Diese Befreiungen gelten jedoch nicht, wenn die Einkünfte aus Ländern oder Gebieten stammen, mit denen es keinen tatsächlichen Austausch über Steuerinformationen gibt oder die Muttergesellschaft ihren Steuersitz in einem dieser Länder oder Gebiete hat -  also auf klar-deutsch: sog.

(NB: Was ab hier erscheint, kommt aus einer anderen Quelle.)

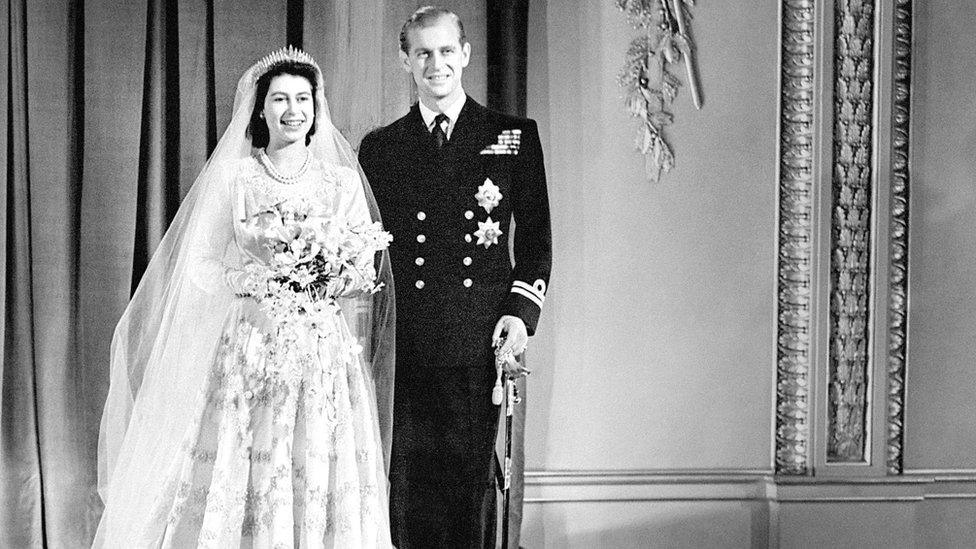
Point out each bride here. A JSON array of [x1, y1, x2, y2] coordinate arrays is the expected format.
[[94, 48, 394, 548]]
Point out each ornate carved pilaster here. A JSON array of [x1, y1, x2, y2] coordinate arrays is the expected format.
[[887, 0, 912, 475], [776, 0, 814, 475], [827, 0, 874, 463]]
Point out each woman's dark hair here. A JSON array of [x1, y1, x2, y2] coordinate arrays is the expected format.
[[247, 61, 318, 148]]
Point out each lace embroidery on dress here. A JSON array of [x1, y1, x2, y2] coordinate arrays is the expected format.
[[154, 159, 388, 547]]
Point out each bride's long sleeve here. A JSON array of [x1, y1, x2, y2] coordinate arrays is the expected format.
[[337, 168, 372, 225], [188, 163, 247, 294]]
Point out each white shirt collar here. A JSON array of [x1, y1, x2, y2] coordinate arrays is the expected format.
[[418, 89, 468, 139]]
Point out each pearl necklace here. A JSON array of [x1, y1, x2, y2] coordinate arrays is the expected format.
[[258, 149, 312, 185]]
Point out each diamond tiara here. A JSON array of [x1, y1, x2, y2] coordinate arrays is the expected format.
[[245, 46, 321, 86]]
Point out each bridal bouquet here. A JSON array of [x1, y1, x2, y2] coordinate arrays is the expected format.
[[244, 201, 393, 334]]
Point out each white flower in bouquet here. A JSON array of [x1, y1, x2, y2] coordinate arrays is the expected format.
[[244, 197, 393, 330]]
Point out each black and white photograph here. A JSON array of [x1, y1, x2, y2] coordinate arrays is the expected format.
[[0, 0, 976, 549]]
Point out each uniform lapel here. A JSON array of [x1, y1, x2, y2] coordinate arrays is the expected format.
[[450, 96, 492, 156]]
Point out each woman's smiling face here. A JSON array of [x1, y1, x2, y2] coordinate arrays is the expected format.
[[263, 74, 315, 149]]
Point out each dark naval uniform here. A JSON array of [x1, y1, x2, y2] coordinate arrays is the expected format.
[[359, 97, 552, 549]]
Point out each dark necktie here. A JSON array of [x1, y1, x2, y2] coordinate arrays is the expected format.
[[430, 113, 447, 149]]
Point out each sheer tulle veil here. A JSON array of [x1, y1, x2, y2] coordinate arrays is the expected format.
[[95, 48, 395, 547]]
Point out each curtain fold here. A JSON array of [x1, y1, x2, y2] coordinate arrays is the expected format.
[[0, 0, 44, 547]]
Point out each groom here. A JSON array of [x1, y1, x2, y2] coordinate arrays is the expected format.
[[359, 7, 552, 549]]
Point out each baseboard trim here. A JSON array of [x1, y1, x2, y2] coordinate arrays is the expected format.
[[524, 469, 976, 505]]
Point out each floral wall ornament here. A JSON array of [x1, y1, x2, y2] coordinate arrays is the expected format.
[[614, 0, 703, 182]]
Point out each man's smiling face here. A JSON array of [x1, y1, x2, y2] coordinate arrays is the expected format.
[[400, 17, 471, 108]]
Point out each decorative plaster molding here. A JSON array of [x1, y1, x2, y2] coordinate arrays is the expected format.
[[886, 0, 912, 475], [827, 0, 874, 463], [775, 0, 815, 475]]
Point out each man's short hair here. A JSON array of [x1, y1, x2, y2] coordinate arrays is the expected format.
[[400, 6, 467, 55]]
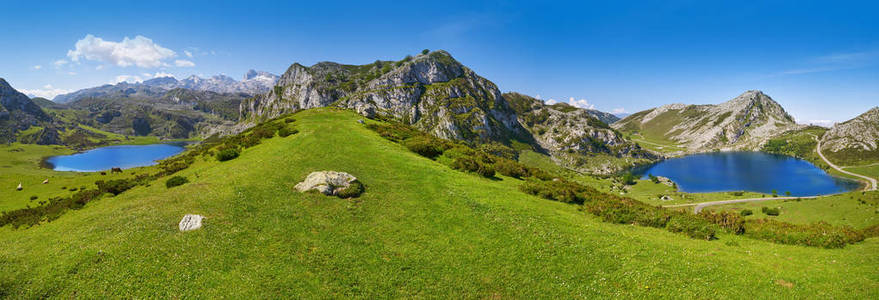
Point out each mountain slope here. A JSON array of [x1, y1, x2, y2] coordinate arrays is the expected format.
[[821, 107, 879, 164], [612, 91, 798, 151], [0, 78, 52, 144], [53, 70, 278, 103], [0, 109, 879, 299], [503, 93, 657, 174], [241, 50, 524, 141]]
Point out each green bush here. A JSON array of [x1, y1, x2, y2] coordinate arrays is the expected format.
[[217, 148, 239, 161], [165, 176, 189, 189], [760, 206, 781, 216], [698, 210, 745, 234], [451, 156, 494, 178], [494, 158, 529, 178], [95, 179, 136, 195], [666, 216, 716, 240], [519, 179, 591, 204], [403, 136, 447, 159], [745, 219, 865, 248], [336, 180, 364, 199]]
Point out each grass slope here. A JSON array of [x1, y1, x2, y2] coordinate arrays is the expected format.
[[0, 109, 879, 298]]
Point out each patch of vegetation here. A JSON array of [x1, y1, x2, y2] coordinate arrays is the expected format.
[[165, 176, 189, 189]]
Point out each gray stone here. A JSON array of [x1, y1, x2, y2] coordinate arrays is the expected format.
[[295, 171, 357, 195], [177, 215, 204, 231]]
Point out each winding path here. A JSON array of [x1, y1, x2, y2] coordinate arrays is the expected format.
[[809, 133, 876, 191]]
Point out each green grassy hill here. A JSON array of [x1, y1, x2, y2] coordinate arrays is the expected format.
[[0, 109, 879, 299]]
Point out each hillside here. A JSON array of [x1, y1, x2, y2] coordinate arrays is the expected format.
[[0, 78, 57, 145], [52, 70, 278, 103], [503, 93, 657, 174], [612, 91, 798, 152], [821, 107, 879, 165], [0, 109, 879, 299], [241, 50, 524, 142]]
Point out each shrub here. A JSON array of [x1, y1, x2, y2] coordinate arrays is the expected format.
[[698, 210, 745, 234], [278, 127, 299, 137], [165, 176, 189, 188], [666, 216, 716, 240], [217, 148, 239, 161], [519, 179, 590, 204], [745, 219, 865, 248], [95, 179, 135, 196], [451, 156, 494, 178], [336, 180, 364, 199], [494, 158, 529, 178], [760, 206, 780, 216], [620, 173, 637, 185], [403, 136, 447, 159]]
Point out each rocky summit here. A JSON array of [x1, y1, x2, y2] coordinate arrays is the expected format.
[[821, 107, 879, 162], [241, 51, 524, 144], [612, 90, 798, 152]]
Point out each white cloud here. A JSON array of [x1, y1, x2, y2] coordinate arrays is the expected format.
[[174, 59, 195, 67], [67, 34, 177, 68], [153, 72, 174, 78], [110, 75, 143, 84], [20, 84, 71, 99], [568, 97, 595, 109]]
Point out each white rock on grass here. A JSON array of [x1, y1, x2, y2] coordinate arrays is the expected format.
[[178, 215, 204, 231], [295, 171, 357, 195]]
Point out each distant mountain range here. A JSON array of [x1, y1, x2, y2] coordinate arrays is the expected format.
[[612, 91, 799, 152], [52, 70, 279, 103]]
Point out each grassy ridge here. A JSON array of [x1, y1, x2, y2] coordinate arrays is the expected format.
[[0, 109, 879, 298]]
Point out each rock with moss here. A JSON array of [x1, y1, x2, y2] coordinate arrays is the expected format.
[[294, 171, 362, 198]]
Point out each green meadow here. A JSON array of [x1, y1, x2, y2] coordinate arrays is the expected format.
[[0, 109, 879, 299]]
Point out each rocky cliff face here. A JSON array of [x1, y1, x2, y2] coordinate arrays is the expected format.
[[504, 93, 656, 159], [821, 107, 879, 154], [612, 91, 798, 152], [0, 78, 52, 143], [240, 51, 525, 141]]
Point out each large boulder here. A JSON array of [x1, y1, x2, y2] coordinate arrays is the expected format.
[[177, 215, 204, 231], [295, 171, 357, 195]]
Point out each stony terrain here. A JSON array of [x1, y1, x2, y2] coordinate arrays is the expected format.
[[612, 91, 799, 152], [52, 70, 278, 103], [503, 93, 658, 174], [241, 51, 524, 141], [821, 107, 879, 162]]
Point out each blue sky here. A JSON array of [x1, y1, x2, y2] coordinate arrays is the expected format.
[[0, 0, 879, 122]]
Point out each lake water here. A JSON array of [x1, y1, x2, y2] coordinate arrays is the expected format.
[[633, 152, 859, 196], [46, 143, 185, 172]]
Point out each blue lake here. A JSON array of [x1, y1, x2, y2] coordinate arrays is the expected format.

Steueroasen sind ausgeschlossen.

Steuer auf Vermögensübertragungen und beurkundete Rechtsgeschäfte


Die Unternehmen der ZEC sind in folgenden Fällen von dieser Steuer befreit:

  • Beim Erwerb von Gütern oder Rechten, die dem Betriebszweck innerhalb des geografischen Anwendungsbereichs dienen.
  • Bei allen Gesellschaftsvorgängen von ZEC-Unternehmen mit Ausnahme der Auflösung des Unternehmens.
  • Bei beurkundeten Rechtsakten von Unternehmen innerhalb des geografischen Geltungsbereichs der ZEC.

Die Kanarische Mehrwertsteuer (IGIC)


Bei der Impuesto General Indirecto Canario (IGIC) handelt es sich um eine den Endverbrauch belastende indirekte Steuer, die der Mehrwertsteuer gleichzusetzen ist. Die wichtigste Besonderheit der IGIC-Steuer ist ihr reduzierter Satz von zur Zeit  7,0 %.

Generell sind die ZEC-Unternehmen bei Lieferungen von Gütern und der Erbringung von Dienstleistungen untereinander, sowie beim Import von Gütern von dieser Steuer befreit.